Photo: Wikimedia commons

The young Raghupati becomes his companion throughout his journey. He teaches him how arms are taken up, how a sword is held, how a simple stick fatally hits an enemy, how a small knife pierces the heart of a strong man, how one arrow can strike both a rider and his horse, how empty hands can defeat five enemies altogether. Balwant know his young companion needs to learn how to climb steep hillocks without support of a rope, how to ride horse without stirrup. He takes him to battlefields, whenever the platoon has a chance to camp – where the boy would find scope to watch and learn. The boy becomes his only company in his ten. The spirited boy fascinates him. He still has a tender body, his skin as soft as flower petals, his face as innocent as a child; yet he is showing the sign of his developing as a man of bravery and strong determination. His hands are growing tough yet gentle, his feet muscular yet adorable, thin lips rigid yet loving – thin line of his moustache announcing his approaching manliness. Balwantrao cannot stop looking at him at times, admire his divine physique, showering kisses on that divine body, caressing its tenderness in the lonely starry nights. Raghupati is the one he lives for. He doesn’t want to go back to the fort, enjoy the life of luxury any longer, look at anyone else – only if he could stay with Raghupati in this remote tent in any of these bushy fields!

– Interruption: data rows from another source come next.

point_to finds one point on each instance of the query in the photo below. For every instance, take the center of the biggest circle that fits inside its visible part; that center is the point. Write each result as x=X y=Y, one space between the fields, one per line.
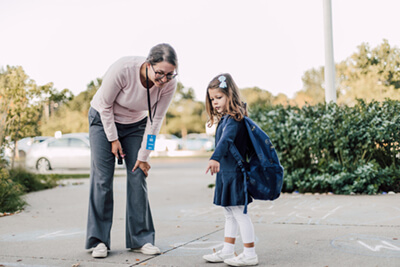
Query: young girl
x=224 y=107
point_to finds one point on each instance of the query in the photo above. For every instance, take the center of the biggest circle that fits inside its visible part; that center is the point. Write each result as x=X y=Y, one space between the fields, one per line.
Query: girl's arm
x=227 y=138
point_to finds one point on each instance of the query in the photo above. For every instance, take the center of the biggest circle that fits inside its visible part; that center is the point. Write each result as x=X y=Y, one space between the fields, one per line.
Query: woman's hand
x=213 y=166
x=144 y=166
x=116 y=147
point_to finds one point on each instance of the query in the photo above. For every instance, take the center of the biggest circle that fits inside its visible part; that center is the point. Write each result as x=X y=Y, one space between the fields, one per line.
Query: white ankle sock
x=228 y=248
x=250 y=252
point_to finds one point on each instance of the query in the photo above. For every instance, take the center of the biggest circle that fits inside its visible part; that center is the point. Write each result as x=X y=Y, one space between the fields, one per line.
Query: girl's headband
x=222 y=80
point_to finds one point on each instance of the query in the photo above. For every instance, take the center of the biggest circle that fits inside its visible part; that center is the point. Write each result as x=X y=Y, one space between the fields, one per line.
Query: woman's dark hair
x=162 y=52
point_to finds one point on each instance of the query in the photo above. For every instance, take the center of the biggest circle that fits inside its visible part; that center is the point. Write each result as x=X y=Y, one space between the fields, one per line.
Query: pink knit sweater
x=123 y=99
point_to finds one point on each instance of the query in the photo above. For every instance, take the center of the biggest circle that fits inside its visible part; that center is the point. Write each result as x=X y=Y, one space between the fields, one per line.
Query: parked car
x=202 y=142
x=167 y=142
x=71 y=151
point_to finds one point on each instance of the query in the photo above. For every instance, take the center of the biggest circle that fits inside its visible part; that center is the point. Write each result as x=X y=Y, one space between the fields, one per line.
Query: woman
x=119 y=125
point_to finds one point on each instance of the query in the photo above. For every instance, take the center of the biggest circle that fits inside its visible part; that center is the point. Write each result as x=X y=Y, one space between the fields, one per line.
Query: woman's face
x=161 y=73
x=218 y=100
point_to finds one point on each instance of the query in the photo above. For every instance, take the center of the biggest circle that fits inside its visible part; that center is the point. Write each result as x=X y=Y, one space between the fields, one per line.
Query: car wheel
x=43 y=165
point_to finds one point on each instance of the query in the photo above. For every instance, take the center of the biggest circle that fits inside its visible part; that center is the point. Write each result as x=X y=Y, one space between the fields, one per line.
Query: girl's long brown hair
x=235 y=108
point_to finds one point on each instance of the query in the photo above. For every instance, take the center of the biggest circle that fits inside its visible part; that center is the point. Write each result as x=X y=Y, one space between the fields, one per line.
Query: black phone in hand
x=119 y=159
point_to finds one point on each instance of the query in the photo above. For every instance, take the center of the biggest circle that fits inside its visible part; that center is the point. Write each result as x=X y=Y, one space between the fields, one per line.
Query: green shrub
x=10 y=193
x=339 y=149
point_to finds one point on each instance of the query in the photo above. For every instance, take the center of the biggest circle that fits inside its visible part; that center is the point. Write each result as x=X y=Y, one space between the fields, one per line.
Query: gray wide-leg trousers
x=139 y=222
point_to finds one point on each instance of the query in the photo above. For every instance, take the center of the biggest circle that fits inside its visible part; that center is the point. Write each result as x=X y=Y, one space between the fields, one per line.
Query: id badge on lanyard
x=151 y=141
x=151 y=138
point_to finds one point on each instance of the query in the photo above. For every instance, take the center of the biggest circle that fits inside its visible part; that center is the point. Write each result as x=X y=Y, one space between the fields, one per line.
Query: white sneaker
x=100 y=251
x=218 y=256
x=242 y=260
x=148 y=249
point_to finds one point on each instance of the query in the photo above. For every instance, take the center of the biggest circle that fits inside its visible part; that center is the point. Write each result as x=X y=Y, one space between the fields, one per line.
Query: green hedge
x=15 y=183
x=339 y=149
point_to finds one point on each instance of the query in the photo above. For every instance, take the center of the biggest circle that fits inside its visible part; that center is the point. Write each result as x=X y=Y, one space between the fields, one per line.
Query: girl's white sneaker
x=218 y=256
x=242 y=260
x=100 y=251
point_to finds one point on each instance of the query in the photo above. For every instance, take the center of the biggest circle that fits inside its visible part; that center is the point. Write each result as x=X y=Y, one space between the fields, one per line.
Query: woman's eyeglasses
x=161 y=75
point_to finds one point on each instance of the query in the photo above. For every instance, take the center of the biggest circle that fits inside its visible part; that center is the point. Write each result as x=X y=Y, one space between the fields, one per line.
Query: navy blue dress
x=229 y=189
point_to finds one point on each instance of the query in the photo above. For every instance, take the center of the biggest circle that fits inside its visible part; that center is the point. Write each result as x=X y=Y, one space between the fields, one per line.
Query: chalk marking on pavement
x=386 y=245
x=174 y=248
x=331 y=212
x=368 y=245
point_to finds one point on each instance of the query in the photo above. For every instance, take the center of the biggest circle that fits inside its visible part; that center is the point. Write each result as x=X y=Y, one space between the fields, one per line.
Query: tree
x=256 y=96
x=20 y=106
x=72 y=117
x=370 y=74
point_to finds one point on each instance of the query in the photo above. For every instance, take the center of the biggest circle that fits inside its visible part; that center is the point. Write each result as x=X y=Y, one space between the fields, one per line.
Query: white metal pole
x=330 y=90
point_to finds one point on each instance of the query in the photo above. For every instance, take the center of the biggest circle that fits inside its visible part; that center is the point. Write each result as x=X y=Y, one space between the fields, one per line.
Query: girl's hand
x=213 y=166
x=144 y=166
x=116 y=147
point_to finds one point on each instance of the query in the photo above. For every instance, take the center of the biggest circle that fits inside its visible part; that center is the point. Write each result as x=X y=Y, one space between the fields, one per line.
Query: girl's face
x=219 y=100
x=161 y=73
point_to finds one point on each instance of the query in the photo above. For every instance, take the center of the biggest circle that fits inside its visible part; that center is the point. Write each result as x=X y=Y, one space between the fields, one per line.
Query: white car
x=167 y=142
x=71 y=151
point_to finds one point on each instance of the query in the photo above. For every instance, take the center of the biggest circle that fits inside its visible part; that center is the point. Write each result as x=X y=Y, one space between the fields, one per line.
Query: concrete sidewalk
x=295 y=230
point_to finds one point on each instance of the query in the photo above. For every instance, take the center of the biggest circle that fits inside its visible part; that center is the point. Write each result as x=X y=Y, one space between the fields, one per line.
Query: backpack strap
x=235 y=152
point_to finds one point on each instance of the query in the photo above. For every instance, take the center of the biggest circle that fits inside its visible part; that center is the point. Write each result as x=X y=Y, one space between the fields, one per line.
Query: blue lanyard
x=148 y=99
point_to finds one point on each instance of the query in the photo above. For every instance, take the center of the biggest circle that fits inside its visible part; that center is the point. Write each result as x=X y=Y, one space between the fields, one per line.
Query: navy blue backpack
x=262 y=171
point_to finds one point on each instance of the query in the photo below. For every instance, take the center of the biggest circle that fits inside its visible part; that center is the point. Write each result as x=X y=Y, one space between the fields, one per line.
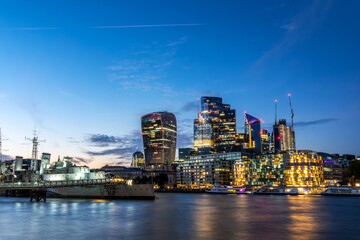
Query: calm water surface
x=183 y=216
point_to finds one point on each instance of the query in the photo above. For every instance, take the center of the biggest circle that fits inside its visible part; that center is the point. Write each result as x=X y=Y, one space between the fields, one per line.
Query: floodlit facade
x=159 y=133
x=215 y=127
x=186 y=153
x=304 y=168
x=283 y=137
x=207 y=170
x=266 y=169
x=300 y=169
x=138 y=160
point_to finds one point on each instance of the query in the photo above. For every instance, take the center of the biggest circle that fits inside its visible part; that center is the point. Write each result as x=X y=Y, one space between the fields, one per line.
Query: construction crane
x=275 y=111
x=1 y=149
x=292 y=113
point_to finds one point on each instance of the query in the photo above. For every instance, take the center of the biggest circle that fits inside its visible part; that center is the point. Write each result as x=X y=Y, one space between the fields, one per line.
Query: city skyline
x=83 y=81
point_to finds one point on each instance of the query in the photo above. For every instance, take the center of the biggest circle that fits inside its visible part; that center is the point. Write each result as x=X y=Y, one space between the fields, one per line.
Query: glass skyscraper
x=253 y=131
x=159 y=137
x=215 y=127
x=283 y=137
x=138 y=160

Young Raghupati is not only loyal; he understands his master’s love for him. He loves being centre of his superior’s caring attention.

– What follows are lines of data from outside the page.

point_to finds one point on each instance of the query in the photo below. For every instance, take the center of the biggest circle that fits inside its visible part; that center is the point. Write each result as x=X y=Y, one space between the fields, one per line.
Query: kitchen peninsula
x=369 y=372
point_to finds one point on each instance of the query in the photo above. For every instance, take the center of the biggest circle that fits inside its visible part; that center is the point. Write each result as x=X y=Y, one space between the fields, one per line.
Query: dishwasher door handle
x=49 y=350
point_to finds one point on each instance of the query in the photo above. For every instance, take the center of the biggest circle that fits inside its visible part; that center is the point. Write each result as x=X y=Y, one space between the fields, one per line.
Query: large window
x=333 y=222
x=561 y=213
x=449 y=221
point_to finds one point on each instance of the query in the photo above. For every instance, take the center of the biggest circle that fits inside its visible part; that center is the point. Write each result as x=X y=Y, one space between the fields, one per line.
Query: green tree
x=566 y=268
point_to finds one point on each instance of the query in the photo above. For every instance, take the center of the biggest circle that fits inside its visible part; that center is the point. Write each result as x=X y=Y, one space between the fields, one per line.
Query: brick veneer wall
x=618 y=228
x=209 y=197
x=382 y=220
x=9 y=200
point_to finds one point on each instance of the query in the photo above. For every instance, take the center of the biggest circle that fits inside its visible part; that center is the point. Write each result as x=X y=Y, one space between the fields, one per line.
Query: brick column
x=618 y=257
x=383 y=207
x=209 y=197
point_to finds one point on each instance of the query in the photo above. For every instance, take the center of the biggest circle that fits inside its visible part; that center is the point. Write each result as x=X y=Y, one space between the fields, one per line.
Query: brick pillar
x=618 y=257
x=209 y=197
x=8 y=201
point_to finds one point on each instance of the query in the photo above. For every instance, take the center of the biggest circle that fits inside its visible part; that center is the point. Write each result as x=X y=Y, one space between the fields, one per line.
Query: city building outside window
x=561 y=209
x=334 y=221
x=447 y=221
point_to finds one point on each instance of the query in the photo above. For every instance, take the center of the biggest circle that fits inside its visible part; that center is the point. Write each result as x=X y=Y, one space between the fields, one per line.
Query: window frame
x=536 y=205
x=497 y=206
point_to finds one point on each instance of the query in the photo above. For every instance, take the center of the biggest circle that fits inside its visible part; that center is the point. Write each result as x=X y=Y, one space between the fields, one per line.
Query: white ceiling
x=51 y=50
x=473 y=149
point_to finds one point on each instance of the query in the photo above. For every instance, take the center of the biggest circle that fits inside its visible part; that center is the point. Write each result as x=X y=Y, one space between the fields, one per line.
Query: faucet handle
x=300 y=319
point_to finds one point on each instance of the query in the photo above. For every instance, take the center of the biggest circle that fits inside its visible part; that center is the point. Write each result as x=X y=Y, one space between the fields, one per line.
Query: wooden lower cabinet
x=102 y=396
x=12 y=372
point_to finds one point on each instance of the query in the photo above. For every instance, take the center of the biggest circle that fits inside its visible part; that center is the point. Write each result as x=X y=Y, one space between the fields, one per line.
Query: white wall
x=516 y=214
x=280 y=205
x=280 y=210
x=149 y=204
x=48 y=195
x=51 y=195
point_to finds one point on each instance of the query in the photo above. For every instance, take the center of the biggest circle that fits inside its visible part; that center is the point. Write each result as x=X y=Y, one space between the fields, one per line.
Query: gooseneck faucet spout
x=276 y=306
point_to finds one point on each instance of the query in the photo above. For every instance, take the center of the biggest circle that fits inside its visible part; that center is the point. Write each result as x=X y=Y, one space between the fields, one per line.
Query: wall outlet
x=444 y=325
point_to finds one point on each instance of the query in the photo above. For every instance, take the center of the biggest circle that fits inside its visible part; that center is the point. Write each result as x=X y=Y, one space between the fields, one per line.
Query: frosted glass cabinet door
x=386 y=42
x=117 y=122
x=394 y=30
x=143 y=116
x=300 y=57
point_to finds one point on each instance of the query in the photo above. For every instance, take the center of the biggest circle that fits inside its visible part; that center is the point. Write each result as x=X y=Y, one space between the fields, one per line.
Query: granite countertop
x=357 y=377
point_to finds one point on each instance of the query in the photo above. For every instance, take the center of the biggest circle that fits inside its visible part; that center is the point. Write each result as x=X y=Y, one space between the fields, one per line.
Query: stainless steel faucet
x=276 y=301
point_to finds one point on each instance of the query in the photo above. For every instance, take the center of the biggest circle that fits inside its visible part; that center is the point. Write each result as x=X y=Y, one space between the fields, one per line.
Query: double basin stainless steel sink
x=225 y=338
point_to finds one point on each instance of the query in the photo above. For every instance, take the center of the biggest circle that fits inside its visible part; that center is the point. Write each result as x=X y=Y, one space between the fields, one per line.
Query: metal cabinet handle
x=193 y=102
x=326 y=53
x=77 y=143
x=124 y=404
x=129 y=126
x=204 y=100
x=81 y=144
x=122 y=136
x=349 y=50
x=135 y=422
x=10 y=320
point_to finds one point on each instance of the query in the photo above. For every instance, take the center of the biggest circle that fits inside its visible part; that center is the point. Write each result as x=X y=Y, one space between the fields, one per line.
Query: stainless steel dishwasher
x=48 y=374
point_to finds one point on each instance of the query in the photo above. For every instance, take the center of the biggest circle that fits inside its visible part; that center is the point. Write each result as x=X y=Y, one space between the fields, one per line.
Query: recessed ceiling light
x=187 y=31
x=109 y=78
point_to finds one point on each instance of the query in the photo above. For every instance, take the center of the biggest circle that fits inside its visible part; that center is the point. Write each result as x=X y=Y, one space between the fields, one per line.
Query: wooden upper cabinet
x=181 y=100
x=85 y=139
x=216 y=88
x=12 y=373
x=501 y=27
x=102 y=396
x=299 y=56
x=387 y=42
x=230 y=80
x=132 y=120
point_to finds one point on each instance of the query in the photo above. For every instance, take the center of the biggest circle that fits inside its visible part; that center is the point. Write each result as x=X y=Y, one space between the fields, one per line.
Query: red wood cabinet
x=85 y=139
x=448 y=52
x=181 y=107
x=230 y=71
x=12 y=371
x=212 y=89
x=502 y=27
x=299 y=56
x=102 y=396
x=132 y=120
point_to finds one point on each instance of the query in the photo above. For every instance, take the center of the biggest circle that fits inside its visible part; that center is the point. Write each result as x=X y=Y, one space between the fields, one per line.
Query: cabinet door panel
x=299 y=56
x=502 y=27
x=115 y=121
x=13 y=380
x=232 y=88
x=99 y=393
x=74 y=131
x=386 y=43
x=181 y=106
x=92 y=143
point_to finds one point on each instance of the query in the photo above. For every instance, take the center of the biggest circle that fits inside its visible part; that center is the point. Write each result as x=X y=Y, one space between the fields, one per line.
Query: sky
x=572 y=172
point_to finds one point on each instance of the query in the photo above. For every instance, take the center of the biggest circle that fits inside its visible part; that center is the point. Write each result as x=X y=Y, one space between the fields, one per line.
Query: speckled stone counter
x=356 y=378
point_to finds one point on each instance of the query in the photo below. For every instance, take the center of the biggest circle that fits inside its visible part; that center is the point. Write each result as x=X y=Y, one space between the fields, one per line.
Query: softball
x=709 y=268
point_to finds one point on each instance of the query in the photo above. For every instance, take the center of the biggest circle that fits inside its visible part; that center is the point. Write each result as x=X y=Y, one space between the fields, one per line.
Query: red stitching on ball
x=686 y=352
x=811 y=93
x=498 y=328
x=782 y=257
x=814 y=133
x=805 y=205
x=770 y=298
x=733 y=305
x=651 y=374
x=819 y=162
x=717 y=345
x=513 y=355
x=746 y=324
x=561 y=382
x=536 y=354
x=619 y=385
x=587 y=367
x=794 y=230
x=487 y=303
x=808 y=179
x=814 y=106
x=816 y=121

He is growing fast – respects his superior for his bravery, his magnificent control on the horses, excellence in handling weapons. He knows he won’t be able to return his favour. Raghupati venerates him, but at the same time, he does not want to stay with his superior any longer. He wants to immerse himself in his own dreams, dream of becoming a war-hero, dream of owning own palace, dream of owning own woman. Perhaps a beautiful girl would adore him much more than Balwantrao does? He sees himself in the position of a leader, not a follower. Superior’s continuous surveillance irritates him – he knows he cannot protest.

In one of the silent winter nights, he frees himself from sleeping Balwantrao’s warm embrace, runs away from his tent, leaving love-struck Balwantrao alone.

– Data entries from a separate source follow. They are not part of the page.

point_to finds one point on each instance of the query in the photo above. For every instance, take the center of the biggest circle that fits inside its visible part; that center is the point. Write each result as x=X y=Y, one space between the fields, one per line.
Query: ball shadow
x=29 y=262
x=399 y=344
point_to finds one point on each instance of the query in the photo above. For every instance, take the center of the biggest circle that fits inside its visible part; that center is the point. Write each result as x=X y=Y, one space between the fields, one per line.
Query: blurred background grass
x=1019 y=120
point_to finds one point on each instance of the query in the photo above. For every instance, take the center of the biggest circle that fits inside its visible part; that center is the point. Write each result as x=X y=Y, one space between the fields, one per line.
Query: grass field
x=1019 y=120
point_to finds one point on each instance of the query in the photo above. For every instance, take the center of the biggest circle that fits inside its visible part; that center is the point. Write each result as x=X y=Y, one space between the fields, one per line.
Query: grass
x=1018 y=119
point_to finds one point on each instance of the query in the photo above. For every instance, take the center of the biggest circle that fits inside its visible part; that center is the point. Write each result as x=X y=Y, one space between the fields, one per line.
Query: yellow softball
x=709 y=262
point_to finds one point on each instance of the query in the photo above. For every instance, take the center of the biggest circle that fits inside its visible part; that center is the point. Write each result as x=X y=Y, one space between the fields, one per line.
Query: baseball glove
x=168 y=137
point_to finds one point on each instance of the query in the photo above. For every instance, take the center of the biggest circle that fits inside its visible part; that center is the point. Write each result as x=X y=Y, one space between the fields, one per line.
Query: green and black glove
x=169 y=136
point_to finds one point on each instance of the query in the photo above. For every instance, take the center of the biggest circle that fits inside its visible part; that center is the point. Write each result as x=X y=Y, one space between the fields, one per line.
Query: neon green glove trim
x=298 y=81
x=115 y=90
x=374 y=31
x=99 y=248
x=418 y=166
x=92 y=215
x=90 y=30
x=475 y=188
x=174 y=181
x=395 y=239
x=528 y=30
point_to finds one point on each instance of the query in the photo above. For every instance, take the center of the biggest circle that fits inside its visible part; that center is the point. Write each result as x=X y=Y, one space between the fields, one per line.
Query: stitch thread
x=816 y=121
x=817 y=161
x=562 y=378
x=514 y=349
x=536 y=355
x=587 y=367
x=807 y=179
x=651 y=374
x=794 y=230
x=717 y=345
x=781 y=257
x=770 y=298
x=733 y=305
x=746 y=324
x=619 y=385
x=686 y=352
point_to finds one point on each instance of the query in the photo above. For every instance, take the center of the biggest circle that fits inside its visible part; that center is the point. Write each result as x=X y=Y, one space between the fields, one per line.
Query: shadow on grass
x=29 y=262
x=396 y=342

The orphan boy seemed to be floating on everlasting circumstances. He crossed mile walking – he wanted to be far away from Balwantrao and his troupe. He travelled across the region – sometimes took up begging, at times worked as servant at wealthy people’s homes. The strong and stout young man earned respect wherever he stayed. He was working as a guard of a trader’s home when he heard about Shivaji’s camping with his troup somewhere nearby. His heart danced with cheer, He didn’t want to spoil the opportunity. He met the leader he worshiped since ages.

Did he find himself unfortunate when after coming back from Toran he came to know that he actually replaced a deceased havildar under Balwantrao jumladar, who passed away just before he met Shivaji? Both the former superior and junior recognised each other – as the once-companions met in Shivaji’s court. Balwantrao looked at his new havildar – he felt sad, as if he had lost the most precious stone from his ornament. The havildar looked at him, straight and strong, powerful and confident. Jumladar understood he would have to build his relationship anew with his new soldier. The new soldier lost the tenderness he adored once. Energetic youth made Raghupati even more attractive – suppressing his desire for the young man was difficult for him, yet his common sense became a bridle to his temptation. He knew Raghupati would not reciprocate. Honest Raghupati would not turn a revenge-seeker, but he would have to remain his sister’s husband forever. Balwant welcomed the new havildar in his troupe formally. Raghupati did not carry grudge against him either. He happily engaged in a long conversation with him.